Elsewhere, deserted GIs got in on the plunder game and early, having found crime rackets the only way to stay free if not alive. It’s known that certain crafty and determined deserters were able to set themselves up quite nicely and securely, especially in Paris and Brussels. About 50,000 American soldiers total had deserted in the European theater, many returning to duty, some never. Most had been broken by combat duty, given no respite from the front line, doomed “for the duration” (before the Army instituted rest rotations) in units with casualty rates well over 100 percent counting replacement cannon fodder. Hell creates its own type of hero. It’s not hard to imagine an enterprising sociopath like a certain fraud in Liberated (no spoilers!) rising to the occasion, death wish and all.

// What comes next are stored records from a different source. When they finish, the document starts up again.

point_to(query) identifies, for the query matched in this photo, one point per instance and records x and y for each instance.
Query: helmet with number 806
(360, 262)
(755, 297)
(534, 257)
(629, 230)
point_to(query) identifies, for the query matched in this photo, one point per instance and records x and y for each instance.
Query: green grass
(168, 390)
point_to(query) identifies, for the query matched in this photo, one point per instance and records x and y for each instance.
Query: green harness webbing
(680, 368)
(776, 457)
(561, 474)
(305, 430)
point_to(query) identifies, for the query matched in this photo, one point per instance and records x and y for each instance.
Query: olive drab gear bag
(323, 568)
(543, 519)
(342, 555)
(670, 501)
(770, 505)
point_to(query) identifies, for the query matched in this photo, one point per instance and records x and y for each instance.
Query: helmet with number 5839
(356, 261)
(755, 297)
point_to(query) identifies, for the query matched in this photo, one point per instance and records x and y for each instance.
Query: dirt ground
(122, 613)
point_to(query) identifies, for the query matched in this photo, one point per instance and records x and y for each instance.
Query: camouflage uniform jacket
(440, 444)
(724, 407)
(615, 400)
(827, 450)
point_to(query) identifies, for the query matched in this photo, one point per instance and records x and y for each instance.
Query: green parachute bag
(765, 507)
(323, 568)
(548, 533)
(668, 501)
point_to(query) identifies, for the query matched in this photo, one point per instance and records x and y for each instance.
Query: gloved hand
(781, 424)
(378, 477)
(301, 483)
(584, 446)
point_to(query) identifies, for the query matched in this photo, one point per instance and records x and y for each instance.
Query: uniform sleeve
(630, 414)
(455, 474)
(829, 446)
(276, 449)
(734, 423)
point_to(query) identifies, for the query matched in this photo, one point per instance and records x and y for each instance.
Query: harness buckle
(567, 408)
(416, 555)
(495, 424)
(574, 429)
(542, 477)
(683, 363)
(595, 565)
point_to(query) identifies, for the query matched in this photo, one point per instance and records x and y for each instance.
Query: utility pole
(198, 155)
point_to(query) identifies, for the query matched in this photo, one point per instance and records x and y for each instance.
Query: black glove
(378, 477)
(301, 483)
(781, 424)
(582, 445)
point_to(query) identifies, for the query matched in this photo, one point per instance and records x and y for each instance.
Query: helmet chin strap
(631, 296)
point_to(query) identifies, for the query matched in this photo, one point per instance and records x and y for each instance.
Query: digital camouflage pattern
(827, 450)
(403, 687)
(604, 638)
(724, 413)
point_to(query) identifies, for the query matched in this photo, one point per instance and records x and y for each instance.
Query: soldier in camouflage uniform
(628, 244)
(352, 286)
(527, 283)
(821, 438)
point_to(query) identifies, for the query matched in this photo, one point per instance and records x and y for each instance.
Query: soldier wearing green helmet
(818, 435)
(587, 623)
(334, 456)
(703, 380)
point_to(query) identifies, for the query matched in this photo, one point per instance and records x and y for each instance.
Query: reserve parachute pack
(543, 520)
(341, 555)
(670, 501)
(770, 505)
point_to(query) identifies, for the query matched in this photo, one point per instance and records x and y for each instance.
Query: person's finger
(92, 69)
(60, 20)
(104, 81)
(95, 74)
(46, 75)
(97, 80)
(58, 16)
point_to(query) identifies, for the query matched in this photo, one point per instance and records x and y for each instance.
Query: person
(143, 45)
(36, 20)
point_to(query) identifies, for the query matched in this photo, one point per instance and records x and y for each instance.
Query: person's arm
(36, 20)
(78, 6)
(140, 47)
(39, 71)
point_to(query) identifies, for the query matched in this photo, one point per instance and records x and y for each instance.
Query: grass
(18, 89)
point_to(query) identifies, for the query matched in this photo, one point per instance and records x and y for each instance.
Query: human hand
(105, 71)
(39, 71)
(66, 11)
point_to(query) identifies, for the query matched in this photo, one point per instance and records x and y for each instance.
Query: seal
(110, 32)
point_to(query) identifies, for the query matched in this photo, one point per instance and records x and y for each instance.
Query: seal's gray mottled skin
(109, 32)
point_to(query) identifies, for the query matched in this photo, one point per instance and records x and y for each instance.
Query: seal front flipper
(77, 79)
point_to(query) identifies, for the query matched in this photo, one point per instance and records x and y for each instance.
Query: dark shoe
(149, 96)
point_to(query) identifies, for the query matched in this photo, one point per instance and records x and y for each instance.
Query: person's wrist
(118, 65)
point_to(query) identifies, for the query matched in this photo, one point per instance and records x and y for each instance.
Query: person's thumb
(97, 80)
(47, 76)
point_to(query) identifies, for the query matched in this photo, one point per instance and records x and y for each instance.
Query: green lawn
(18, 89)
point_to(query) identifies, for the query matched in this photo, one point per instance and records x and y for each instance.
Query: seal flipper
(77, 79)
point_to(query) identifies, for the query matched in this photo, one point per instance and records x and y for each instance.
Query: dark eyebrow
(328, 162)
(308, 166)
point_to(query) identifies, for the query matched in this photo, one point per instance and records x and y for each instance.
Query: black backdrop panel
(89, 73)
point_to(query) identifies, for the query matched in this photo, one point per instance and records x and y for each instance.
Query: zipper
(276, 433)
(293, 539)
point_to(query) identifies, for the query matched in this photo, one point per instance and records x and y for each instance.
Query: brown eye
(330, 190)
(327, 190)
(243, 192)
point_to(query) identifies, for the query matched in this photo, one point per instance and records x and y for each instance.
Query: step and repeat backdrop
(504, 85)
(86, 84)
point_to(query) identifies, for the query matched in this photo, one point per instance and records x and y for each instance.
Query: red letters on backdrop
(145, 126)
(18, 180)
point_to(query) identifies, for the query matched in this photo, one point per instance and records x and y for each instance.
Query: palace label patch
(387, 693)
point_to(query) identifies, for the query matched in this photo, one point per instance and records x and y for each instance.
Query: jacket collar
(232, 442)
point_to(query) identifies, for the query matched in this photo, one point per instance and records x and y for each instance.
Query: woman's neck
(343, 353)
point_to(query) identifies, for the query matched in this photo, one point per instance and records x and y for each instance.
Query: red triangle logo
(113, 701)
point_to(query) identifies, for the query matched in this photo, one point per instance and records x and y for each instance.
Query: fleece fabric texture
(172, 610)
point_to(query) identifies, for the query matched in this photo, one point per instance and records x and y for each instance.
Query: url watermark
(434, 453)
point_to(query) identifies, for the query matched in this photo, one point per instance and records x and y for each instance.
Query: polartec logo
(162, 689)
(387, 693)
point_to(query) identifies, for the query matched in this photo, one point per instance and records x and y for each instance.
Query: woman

And then there were men like Harry Kaspar, with special skills for MG, something big to prove, and a lot to dread down deep. The Wild West that was the early occupation became the greenhorn American Harry’s worst nightmare—the worst of history and human nature coming roaring back like a locomotive charging full steam downhill without a driver. Against the robber baron, the new town sheriff hardly had a chance.
This post was adapted from the Afterword of Liberated: A Novel of Germany, 1945.